In its assessment, the main risk to bondholders is a provision of California law allowing that “the possibility that state authorities may curtail CEA’s activities under certain circumstances,” Moody’s said.
The CEA noted that provision existed when the bonds were issued — and is counterbalanced by another statute stating that the Insurance Commissioner may not in any way “impede or in any manner interfere with the full and timely payment of principal, interest and premiums on revenue bonds of the authority.”
Moody’s said the CEA’s “outlook would likely return to stable if the CEA can maintain its claims-paying capacity at levels that can absorb losses at or above a 1-in-500 year return period” for the next 12 months.
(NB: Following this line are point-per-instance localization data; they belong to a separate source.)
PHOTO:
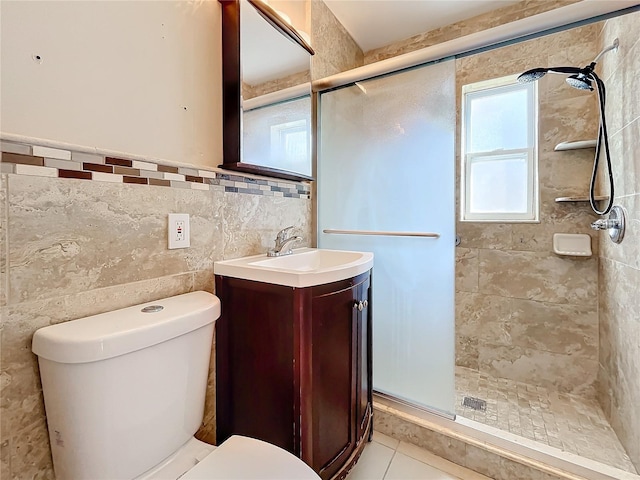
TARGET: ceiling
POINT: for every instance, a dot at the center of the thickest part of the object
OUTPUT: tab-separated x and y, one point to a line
377	23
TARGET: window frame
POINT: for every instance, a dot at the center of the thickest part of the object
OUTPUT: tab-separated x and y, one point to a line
485	89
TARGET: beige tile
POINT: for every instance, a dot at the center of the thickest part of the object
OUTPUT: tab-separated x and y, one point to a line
573	423
538	276
251	222
4	244
58	246
466	269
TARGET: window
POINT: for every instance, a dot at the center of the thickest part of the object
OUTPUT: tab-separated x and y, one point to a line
499	154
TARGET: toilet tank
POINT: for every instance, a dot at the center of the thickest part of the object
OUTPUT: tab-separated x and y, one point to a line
123	390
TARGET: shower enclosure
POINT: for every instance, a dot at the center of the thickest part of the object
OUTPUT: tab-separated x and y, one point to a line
542	345
386	185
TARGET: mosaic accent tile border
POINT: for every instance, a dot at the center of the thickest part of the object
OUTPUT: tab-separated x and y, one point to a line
23	159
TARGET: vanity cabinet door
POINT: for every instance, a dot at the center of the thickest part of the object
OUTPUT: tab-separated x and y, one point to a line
364	380
334	370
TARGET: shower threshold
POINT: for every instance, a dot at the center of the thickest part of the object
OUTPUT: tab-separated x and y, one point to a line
488	450
572	423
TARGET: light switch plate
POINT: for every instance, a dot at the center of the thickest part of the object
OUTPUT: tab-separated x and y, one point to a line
179	231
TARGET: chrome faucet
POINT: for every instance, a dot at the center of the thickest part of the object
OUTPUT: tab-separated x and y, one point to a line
284	241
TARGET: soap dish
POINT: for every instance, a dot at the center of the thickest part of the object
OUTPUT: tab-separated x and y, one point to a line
573	244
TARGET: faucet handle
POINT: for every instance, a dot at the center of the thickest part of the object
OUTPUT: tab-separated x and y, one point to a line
284	234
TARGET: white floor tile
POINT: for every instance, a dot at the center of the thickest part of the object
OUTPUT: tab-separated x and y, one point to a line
406	468
373	463
386	440
440	463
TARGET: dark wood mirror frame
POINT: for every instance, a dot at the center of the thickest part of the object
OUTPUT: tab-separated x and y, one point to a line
232	86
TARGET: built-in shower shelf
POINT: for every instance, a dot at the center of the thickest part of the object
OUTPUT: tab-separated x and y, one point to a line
575	145
598	198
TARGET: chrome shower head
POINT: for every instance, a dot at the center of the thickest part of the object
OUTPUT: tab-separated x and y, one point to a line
580	81
532	75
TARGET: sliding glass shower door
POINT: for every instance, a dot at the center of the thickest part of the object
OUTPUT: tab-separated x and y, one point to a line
386	179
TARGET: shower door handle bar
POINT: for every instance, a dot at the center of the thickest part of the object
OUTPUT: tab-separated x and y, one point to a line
381	233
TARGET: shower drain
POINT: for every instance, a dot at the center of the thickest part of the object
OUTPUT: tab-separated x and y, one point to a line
475	403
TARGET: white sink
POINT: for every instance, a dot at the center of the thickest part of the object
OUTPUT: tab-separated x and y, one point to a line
305	267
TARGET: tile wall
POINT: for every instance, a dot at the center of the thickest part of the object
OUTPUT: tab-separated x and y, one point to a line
523	312
619	273
336	51
485	21
77	240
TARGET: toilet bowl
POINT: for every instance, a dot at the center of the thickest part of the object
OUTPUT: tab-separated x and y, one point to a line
124	396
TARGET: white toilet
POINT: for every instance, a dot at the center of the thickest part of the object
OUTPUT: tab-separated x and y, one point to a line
124	394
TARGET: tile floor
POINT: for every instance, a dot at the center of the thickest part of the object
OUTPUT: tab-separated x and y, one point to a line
563	421
389	459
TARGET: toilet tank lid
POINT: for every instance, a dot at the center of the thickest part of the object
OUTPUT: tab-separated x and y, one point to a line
115	333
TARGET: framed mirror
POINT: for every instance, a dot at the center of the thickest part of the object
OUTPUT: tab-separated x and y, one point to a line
266	92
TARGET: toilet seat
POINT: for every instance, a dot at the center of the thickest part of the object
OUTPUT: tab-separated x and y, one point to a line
243	458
The CEA noted that for the first nine months of that 12-month period — through Dec. 31, 2010 — the CEA already has under contract sufficient reinsurance and other claims-paying resources to maintain a capacity at or above that level. The CEA said it intends to maintain that 1-in-500-year or better level for 2011 — as has been the case every year since the issuance of the 2006 revenue bonds, and for several years before that.
“While the CEA is pleased that the A3 rating on the bonds has been affirmed, we believe Moody’s decision to change the rating outlook is unsupported by the facts,” said CEA CEO Glenn A. Pomeroy.
The Authority noted that under the latest scientific and loss-modeling calculations developed since 2006 — including the Uniform California Earthquake Rupture Forecast by the Southern California Earthquake Center, the U.S. Geological Survey and the California Geological Survey; the Next Generation of Ground-Motion Attenuation Models, expected earthquake loss ratios to the CEA’s portfolio were revised significantly downward. Accordingly, the CEA’s level of claim-paying capacity has tracked the CEA’s expected losses, it said.
The CEA said it looks forward to and anticipates Moody’s re-evaluation and return to a stable outlook in 2011.